Athena
Athena is an interactive query service that lets you run SQL directly against data in S3 — no ETL, no infrastructure, no clusters. You define a schema (table definitions that describe your data in S3), and Athena queries the data in place using Presto.
Core Concepts
Schema-on-Read
Athena doesn’t load data or transform it at ingestion time. When you query a table, Athena reads the data in S3 and applies the schema you defined. This means:
- No data loading step — query S3 data immediately after defining the schema
- Data stays in S3 — Athena is a query engine, not a storage system
- Can query any data format — CSV, JSON, Parquet, ORC, Avro, etc.
How It Works
SELECT user_id, action, COUNT(*) as cnt
FROM weblogs
WHERE year = '2024' AND month = '06'
AND action = 'purchase'
GROUP BY user_id, action;Behind the scenes:
- Athena parses the query, determines which partitions are needed (
year=2024, month=06) - Athena uses the AWS Glue Data Catalog to find the schema and partition metadata
- Athena reads only the relevant S3 objects (partition pruning)
- Presto executes the query across distributed workers
- Results are returned to the client
Cost Model
Athena charges per query based on data scanned:
- $5 per TB of data scanned for SELECT queries
- No charge for DDL (CREATE TABLE, ALTER TABLE, etc.)
- No charge for CTAS (CREATE TABLE AS SELECT) — data written to S3 is charged at S3 rates
Compression and columnar formats dramatically reduce cost:
- CSV (uncompressed): 100% of data scanned
- GZIP compressed: ~20-40% reduction in data scanned
- Parquet: 10-20% of data scanned (only required columns read)

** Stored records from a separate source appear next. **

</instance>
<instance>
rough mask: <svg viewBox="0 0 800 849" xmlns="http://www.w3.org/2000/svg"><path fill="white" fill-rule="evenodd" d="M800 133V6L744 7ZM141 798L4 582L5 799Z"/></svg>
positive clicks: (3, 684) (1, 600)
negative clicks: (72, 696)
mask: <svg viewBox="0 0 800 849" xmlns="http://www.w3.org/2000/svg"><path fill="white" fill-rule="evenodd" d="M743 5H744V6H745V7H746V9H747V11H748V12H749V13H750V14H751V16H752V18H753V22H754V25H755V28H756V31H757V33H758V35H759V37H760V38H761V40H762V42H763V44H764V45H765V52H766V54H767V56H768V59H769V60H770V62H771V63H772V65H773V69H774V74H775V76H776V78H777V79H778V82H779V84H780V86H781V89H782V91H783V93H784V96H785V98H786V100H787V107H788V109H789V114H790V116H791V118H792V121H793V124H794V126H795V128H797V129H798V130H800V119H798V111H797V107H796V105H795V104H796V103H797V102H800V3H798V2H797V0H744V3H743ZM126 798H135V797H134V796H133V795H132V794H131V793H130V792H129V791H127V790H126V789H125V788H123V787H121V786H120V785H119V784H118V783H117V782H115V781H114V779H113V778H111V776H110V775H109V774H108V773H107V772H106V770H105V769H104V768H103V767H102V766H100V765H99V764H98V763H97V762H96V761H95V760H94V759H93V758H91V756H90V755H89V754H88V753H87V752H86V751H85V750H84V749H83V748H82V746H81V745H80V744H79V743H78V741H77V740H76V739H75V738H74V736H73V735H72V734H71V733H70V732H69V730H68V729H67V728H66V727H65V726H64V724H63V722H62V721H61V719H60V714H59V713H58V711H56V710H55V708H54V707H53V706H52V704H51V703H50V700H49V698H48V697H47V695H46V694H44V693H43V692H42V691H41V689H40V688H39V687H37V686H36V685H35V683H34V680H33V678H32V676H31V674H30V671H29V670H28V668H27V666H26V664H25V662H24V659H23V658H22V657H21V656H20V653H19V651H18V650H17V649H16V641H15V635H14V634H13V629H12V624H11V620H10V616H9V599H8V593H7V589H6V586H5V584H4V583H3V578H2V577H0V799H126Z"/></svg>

- Partition pruning: only relevant partitions scanned
Table Definitions
Create Table (CSV)
CREATE EXTERNAL TABLE weblogs (
user_id string,
timestamp string,
action string,
page_url string,
ip_address string
)
ROW FORMAT DELIMITED
FIELDS TERMINATED BY ','
STORED AS TEXTFILE
LOCATION 's3://my-data-bucket/weblogs/'
TBLPROPERTIES ('skip.header.line.count'='1');Create Table (Parquet)
CREATE EXTERNAL TABLE events_parquet (
user_id string,
event_time timestamp,
action string,
properties map<string, string>
)
STORED AS PARQUET
LOCATION 's3://my-data-bucket/events/'
TBLPROPERTIES ('parquet.compression'='SNAPPY');Create Table (JSON)
CREATE EXTERNAL TABLE events_json (
user_id string,
event_time string,
action string,
properties struct<key:string, value:string>
)
ROW FORMAT SERDE 'org.apache.hadoop.hive.serde2.JsonSerDe'
LOCATION 's3://my-data-bucket/events-json/';Partitioning
Partitions are the most important performance optimization in Athena. A partition is a subset of your data keyed by a column value (typically date/time components).
Partitioned Table
CREATE EXTERNAL TABLE weblogs_partitioned (
user_id string,
timestamp string,
action string,
page_url string
)
PARTITIONED BY (year string, month string, day string)
STORED AS PARQUET
LOCATION 's3://my-data-bucket/weblogs/';Partition Layout in S3
s3://my-data-bucket/weblogs/
year=2024/
month=06/
day=01/
file.parquet
file.parquet
day=02/
file.parquet
month=07/
day=01/
...
Add Partitions
-- Single partition
ALTER TABLE weblogs_partitioned ADD
PARTITION (year='2024', month='06', day='01')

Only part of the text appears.